What I'm up to

here's the deal

I have a new website! After almost ten years working and teaching in a major Canadian medical school and two more years abroad for a mid-career refit, this ship's had the barnacles scraped off, a fresh coat of paint applied and some fancy new skills to catch the winds with. It's time to slip the moorings, check the compass and plot a course. This time out I'm going to do the work that I love; the work that I get to do instead of the work I that I have to do. Care to join me for the trip? Check back soon while I add some of my illustration and design work, plus you can snicker as I rant and rave on a soon-to-be-blog.

medical illustration, design and healthcare

I'm an Illustrator, Designer and Educator specializing in health sciences. I love solving problems in this field. There's a great connection between the work we can do and the effect it has on practitioners, patients and, well, people. It could be designing a new system for packaging and delivering anaesthetics, developing models and phantoms for practising surgical procedures, showing the course of a tiny nerve never before shown, or the theoretical microscopic arrangement of crystalline calcium and proteins in bone -  they're all problems I've tackled. Actually, I just love learning. Fortunately for me, you can't solve these problems without doing a fair bit of research and learning a few new things in the process.

So if you have a tricky one on your hands, a "How might we make something that does something to make this thing a better thing", or even a "Why do those people/components/processes keep doing A when we want them to do B" kind of problem, let me take a look. As an artist and scientist, I have a good view of things and I make connections that others often miss. I'm pretty good at this. 

About me

Always good at art but with a degree in Biology, I originally trained as a medical illustrator and animator at the University of Toronto in Biomedical Communications. After three years as a freelance medical illustrator, I landed (kind of by accident) in the Education Program in Anatomy at McMaster University in Hamilton, Canada where I was charged with managing the lab and developing new learning resources. Almost ten years and a little over $2M later we had completely renovated the anatomy facilities. We built a surgical skills lab and overhauled how we teach human anatomy and how students access it. One mark of our success was the day I noticed students studying in the lab. The lab had become so comfortable and easy to be in, though, that they weren't even studying anatomy. They were working on a group project for another health sciences course. Perfect considering just two years before students wouldn't even enter the lab unless they absolutely had to. Meanwhile, I designed and taught both an interprofessional gross anatomy dissection course and an introductory scientific illustration course, wrote and self-published one book on ultrasound anatomy, and designed a completely new lab manual that balanced the requirements of distributed electronic learning - videos and interactive bits - with good old-fashioned paper. For that work I was a co-recipient for the President's Medal for outstanding service. Phewf. And each Halloween we hosted an incredible annual pumpkin carving contest right in the lab. Alas, but my feet began to itch...

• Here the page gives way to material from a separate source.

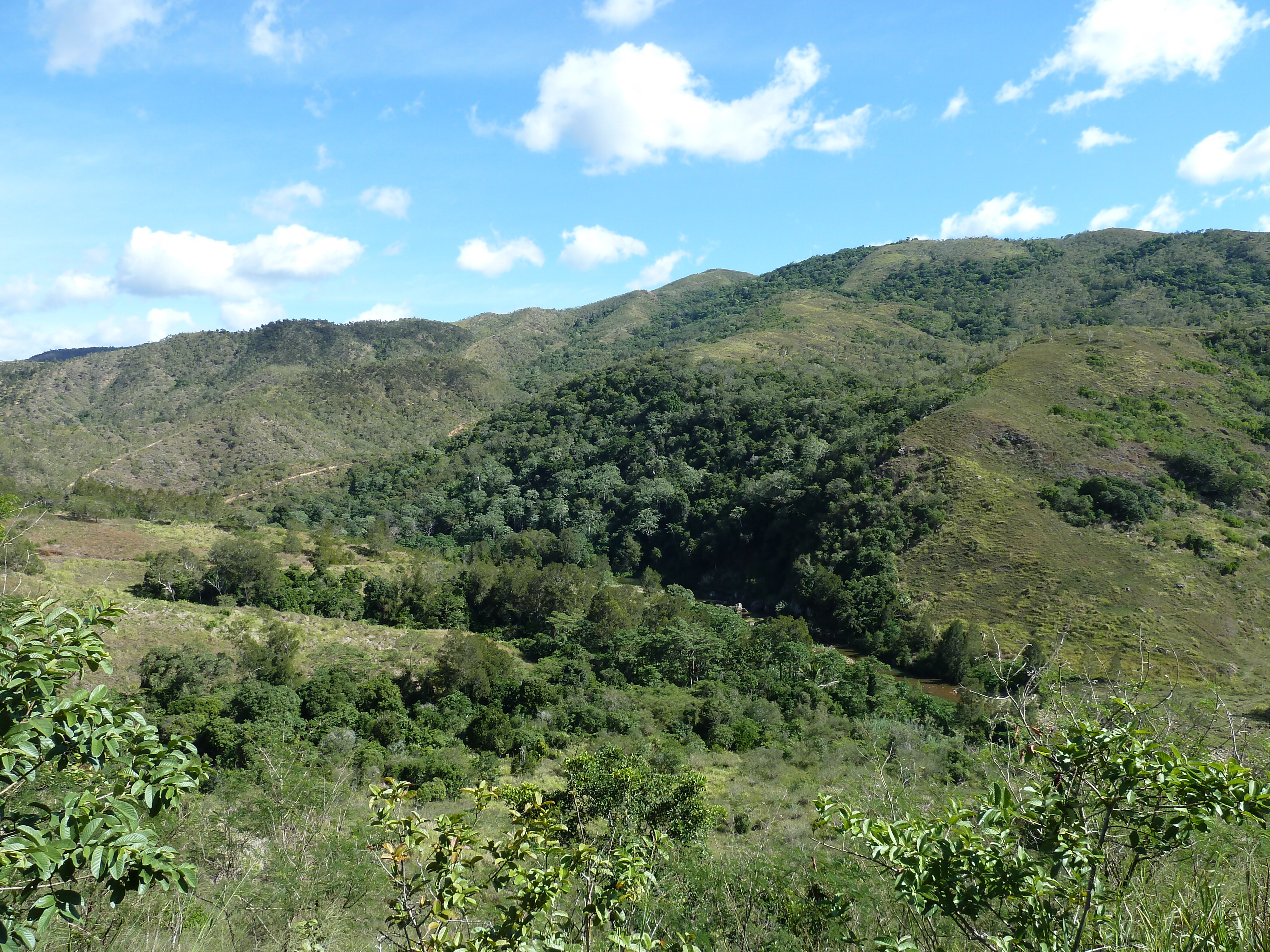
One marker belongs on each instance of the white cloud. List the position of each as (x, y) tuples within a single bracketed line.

With M.Sc #2 in hand from Ireland's National College of Art & Design, University College Dublin

With M.Sc #2 in hand from Ireland's National College of Art & Design, University College Dublin

With a nice reputation in Anatomy for being a creative and capable problem solver, I started to get visits from local surgeons and specialists, each asking a similar question: "How can I develop this idea I have for a... [insert invention, new system or technique]?". The challenges were fascinating ones, totally doable if we could figure out a few aspects of them. But they were also equally frustrating; I really wanted to solve these problems and help make these new tools, but I knew little about developing new medical devices. So I decided to learn. I took a year of academic leave, moved to Dublin and did a second M.Sc in Medical Device Design at the Irish National College of Art of Design and University College Dublin. It was great! Human factors, design methodology, CAD work, shop-work, biomechanics, biosensing; the art and graphics skills plus all those years in human anatomy now have a perfect new complementary skillset with which to make some new magic happen.

Currently I work for a small Irish medical device (re-)start-up as a Design & Development Engineer. We're developing clever little devices for economically and safely delivering anaesthetic to patients in ICU. I will have filed my first two patents before the end of 2016. I live in Dublin, Ireland and Dundas, Ontario, Canada.